In a world where sustainability is a driving force behind innovation, industries are reengineering their processes to leave a lighter footprint on the planet. Safety footwear, often overlooked in the sustainability conversation, has a trailblazer in Rock Fall.
The UK-based company has undertaken a mission to revolutionise the category, challenging industry norms by infusing recycled and bio-based materials into its safety footwear as well as offering accessories like bamboo socks and USDA Certified Biobased Product anti-fatigue footbeds.
Rock Fall Managing Director Richard Noon emphasised the company’s commitment to this cause during a conversation with Workplace360: “We’re reshaping safety footwear, thinking beyond the product itself and considering its entire life cycle, including disposal. From using recycled laces to regenerative outsole compositions, our safety boots and shoes champion sustainable materials.
“Numerous products carry verification from The Vegan Society and also incorporate recycled plastic bottles, recycled nylon and polyester textiles and algae-based midsoles.”
Back to the drawing board
Rock Fall’s pursuit of creating more environmentally friendly products stemmed from recognising the mismatch between footwear longevity and the materials used.
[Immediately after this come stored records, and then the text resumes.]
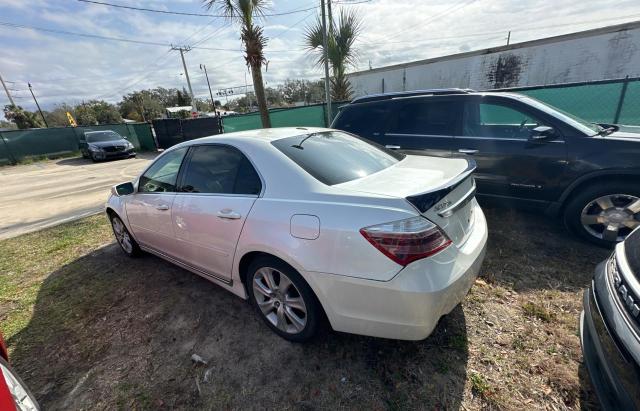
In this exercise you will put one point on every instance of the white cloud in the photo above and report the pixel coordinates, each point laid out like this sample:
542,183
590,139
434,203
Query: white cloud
67,68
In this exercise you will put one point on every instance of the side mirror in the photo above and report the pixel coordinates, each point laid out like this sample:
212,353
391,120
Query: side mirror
542,133
123,189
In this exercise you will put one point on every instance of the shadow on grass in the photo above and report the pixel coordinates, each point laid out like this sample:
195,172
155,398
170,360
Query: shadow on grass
528,251
109,332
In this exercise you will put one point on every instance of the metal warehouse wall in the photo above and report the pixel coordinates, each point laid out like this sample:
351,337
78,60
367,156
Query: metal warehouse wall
605,53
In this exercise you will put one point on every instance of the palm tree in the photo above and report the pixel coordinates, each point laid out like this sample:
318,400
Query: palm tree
340,50
244,12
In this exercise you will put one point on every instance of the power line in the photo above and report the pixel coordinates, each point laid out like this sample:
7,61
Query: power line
488,33
125,40
181,13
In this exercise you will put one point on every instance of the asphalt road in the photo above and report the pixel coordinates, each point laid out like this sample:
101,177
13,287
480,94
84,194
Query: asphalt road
52,192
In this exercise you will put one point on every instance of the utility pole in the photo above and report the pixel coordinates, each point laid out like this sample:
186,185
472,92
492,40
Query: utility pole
213,103
182,50
6,90
38,105
327,83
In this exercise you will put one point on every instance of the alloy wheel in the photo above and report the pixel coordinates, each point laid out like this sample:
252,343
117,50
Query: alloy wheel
611,217
279,300
122,235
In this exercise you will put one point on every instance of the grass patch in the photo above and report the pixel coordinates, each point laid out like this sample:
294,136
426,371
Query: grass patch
534,310
28,260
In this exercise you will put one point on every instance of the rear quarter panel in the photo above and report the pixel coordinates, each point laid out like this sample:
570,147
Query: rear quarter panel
339,248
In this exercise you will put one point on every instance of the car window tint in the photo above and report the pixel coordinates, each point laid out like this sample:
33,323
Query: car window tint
497,121
162,175
335,157
364,120
219,170
422,116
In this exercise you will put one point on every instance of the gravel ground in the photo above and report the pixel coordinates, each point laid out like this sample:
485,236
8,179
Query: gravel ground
96,330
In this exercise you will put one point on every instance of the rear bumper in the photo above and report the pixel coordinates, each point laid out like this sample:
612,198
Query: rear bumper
409,306
613,372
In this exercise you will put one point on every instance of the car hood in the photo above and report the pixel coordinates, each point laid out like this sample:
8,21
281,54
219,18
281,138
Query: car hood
122,142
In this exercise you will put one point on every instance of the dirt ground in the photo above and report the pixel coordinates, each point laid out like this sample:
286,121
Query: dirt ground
72,188
103,331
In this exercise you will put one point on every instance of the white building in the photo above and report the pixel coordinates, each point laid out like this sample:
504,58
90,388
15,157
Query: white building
605,53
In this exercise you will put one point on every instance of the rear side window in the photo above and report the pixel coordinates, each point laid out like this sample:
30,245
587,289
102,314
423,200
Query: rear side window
334,157
220,169
364,120
420,116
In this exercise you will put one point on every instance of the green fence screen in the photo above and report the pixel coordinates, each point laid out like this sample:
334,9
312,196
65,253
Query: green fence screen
608,101
15,145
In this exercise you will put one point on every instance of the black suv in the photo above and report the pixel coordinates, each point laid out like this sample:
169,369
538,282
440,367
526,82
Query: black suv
528,153
610,327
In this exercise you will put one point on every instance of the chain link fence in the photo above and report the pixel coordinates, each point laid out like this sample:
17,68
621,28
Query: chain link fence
608,101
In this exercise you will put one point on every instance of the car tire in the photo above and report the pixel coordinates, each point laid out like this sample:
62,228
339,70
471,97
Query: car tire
17,387
125,240
294,313
604,213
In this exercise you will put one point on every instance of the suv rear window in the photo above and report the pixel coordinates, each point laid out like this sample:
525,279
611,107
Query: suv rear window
333,157
362,119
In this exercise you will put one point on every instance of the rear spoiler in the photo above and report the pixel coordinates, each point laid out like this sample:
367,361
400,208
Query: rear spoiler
426,200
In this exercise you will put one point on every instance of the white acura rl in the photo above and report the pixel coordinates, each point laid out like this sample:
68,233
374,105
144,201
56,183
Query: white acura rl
311,223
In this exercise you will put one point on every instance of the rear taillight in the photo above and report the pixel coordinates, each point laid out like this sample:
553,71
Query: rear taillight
407,240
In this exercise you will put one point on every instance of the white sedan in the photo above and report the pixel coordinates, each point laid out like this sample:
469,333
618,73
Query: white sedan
312,224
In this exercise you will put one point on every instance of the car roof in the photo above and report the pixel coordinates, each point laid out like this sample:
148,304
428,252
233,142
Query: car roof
257,136
430,93
98,131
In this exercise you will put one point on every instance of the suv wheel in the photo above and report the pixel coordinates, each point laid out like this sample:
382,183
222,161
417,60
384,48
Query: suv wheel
283,299
605,213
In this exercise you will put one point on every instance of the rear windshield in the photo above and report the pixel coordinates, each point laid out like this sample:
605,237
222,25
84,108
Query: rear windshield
101,136
333,157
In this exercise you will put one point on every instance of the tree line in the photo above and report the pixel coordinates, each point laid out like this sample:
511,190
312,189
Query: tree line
146,105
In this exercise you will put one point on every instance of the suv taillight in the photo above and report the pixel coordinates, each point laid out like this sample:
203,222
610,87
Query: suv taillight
407,240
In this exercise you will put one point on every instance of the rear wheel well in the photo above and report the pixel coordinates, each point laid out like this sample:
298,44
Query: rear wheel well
601,179
243,269
111,212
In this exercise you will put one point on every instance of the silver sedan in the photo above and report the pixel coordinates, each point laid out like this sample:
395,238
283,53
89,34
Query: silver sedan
312,225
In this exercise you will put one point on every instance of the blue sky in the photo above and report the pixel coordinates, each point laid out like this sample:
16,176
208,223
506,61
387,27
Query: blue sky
64,68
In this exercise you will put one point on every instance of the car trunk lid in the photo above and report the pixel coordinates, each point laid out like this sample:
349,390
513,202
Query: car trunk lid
440,189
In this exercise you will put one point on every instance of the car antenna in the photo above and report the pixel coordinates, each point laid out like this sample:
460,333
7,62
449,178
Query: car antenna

While certain components endure for decades, safety boots are often replaced yearly. This realisation triggered a fundamental reevaluation.
Why employ materials designed for a century when the footwear won’t last as long? The solution lay in integrating biodegradable elements, such as algae, crafted to decompose in anaerobic environments once discarded in landfills.
This dedicated approach has propelled 90% of Rock Fall’s footwear range into the realm of environmental friendliness. The commitment also transcends product composition; it extends to the product packaging – FSC-certified, devoid of plastics or solvent-based adhesives, and printed with soy ink.
However, it’s not all plain sailing for the company. One significant hurdle revolves around remodelling its production landscape. Despite intentions to relocate manufacturing to the UK, the absence of essential vendors, like outsole rubber makers or leather tanners, poses major obstacles. Importing materials, particularly leather from Brazil, amplifies costs and carbon footprints, complicating the transition.
Yet Noon remains optimistic: “No doubt, we’re about three years away from UK manufacturing. It’s a long-term endeavour, but it’s within reach. Currently, our collaboration with DESMA in Germany, the world’s largest footwear machine manufacturer, involves viability studies and an action plan.”
In the interim, as the team navigates the purchase of a custom-built warehouse, the company remains committed to incorporating eco-friendly features. Solar power, greywater usage for toilets and dedicated outdoor spaces fostering wildlife and employee wellbeing are on the horizon for the new premises.
Looking ahead, Noon highlights the company’s future aspirations in corporate sustainability. This includes ongoing collaborations with entities such as the Derbyshire Wildlife Trust and SEDEX (Supplier Ethical Data Exchange), alongside efforts toward net zero commitments via the Worldly Higg Index (Scope 1 & 2) and Positive Planet (Scope 1).
He adds: “Sustainability holds various definitions, but for me, it’s about contributing positively to the environment and the world at large. It’s also smart business. With 95% of our customer base in the industrial sector, working on the largest infrastructure projects on the European continent, environmental credentials now top the list of tender attributes. They want to know what makes us a sustainable company.”